Ask Angelo - Angelo Pezzote

ang010907
Angelo Pezzote
M.A., N.C.C., L.M.H.C.
 Something Missing In Gay Life?
 plus IS GAY ROMANCE DEAD?

Dear Angelo,

Yeh it's a new year, but yet another year of endless parties, the gym, bars, hook ups and fair-weather friends seems so empty. Is there something more I can look forward to as a gay man who's maturing?

Signed, I want More


Dear I Want More,

You can't have a new year unless you're willing to leave the old ones behind. You can begin anew right now in spite of the past. Start by getting your priorities straight.

What are you doing in your life? In the end, the year you were born, a dash and the year you die will be engraved on your tombstone. But its all in the dash. Its what you did with the time that you had that will matter most.

I can assure you that it's not the sex, the parties, the drugs or the music. Its not your body, wardrobe, money, title, car or other external thing that people will remember most about you. It wont be your life partner, your friends or another person. What they will remember most is how YOU touched them.

Thus the meaning of life is in you. Its in how much you are able to give and receive love. Its your relationships that make life meaningful. You must first focus your attention inside on the relationship you have with yourself. Take it off of what others expect of you, the scene, appearances, a boyfriend, hassles, bills, the things you want, your career...And place your attention inside of you. Nothing outside of you will make you happy.

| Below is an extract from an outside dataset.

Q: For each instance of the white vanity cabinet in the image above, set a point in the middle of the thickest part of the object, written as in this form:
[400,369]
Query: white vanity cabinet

The enduring journey within is hard and not at all for the faint of heart. But I know of nothing more valuable to commit to in life. No one is grown up. We are only growing up. I promise you that there is no cold dark shadow where there isnt also warm bright sun. While it can be painful at times, finding your way home (to yourself) is the only way to your heart, to others and a joy filled life. No one outside of you can bring you this - only you can. But you have to want it.

Ask yourself what you really want and put out the effort to get it. I promise you that the returns are priceless and lifelong. Don't be afraid to ask for professional assistance. Counseling may be something you want. It doesn't mean anything is wrong with you. Many men put their trust and confidence in my education and experience to guide them on a sometimes perilous road. I have walked the walk. They invest their hard earned money and sacrifice their precious time to get what they want. But the one's that just show up to treatment or come to therapy now and then don't make it. It's the one's that consistently put the tools I give them into practice and live it each day that succeed.

So make this year worth living. Whatever path you choose, the results you want cant be accomplished half heartedly. Identify the change you want, find what path works for you and commit to it. You can turn your life around. I witness brave men do it every day and you're no different.

All The Best, Angelo.

Dear Angelo,

Is romance for the Gay MAN (if there is such a thing) dead? Where are all the gay romantics?

Signed, Where Are The Romantics


Dear Where Are The Romantics?

Oh Romeo, alas my friend, you're not alone in your desire. Many gay men want this and are having trouble finding it. The number one letter I get is from gay men who are seeking that romantic connection. They want something deeper and longer lasting than just sex. Meanwhile, many find themselves to be perpetually single and they're lonely.

Perhaps no one knows better the pain of planning your whole weekend around a trip to the food mart, spending a holiday alone, or being so starved for touch that an accidental brush from a stranger gives you a hard on. Perhaps no one knows more the feeling day after day of not getting any messages from that special one, no table for two, and not having anyone to talk to besides your hair dresser. Perhaps no one knows better the pain of thinking you don't measure up and everyone else seems to be young, gorgeous, fit and hung. Perhaps you're tired of gazing outside a Starbucks window at all the fabulousness passing by, thinking that everyone seems to have some happy magic in their lives that you don't. Perhaps you're even tired of trying anymore. But I absolutely know that it's possible to find gay romance.

It is difficult for gay men to do this since we are socialized as men from birth in a homophobic culture. It takes a lot of courage, even after we're out, to overcome the male taboo that says men aren't supposed to get emotionally and physically intimate with one another. When we break that same sex prohibition, we experience all the shame about our same sex orientation that's been put on us by society. So in order for two gay men to be romantic, they each have to be willing to work through the fear and shame that comes between them. This takes effort and it's hard.

We must use our shared experience of facing social adversity as a superglue that sticks us together, rather than treating each other bad. We can bond and reach higher plateaus of intimacy together from our shared challenges. We can build relationships that are examples of true love and devotion to the world.

Gay romance is not dead. The longing is there and many gay men are fed up with all the BS out there that gets in the way. Right here and right now we must use our resiliency as gay men to commit ourselves to manifesting the romance we yearn for by finding each others hearts, instead of engaging in self destructive behavior from the lack there of.

All The Best, Angelo.


ang010907
Angelo Pezzote, M.A., N.C.C., L.M.H.C.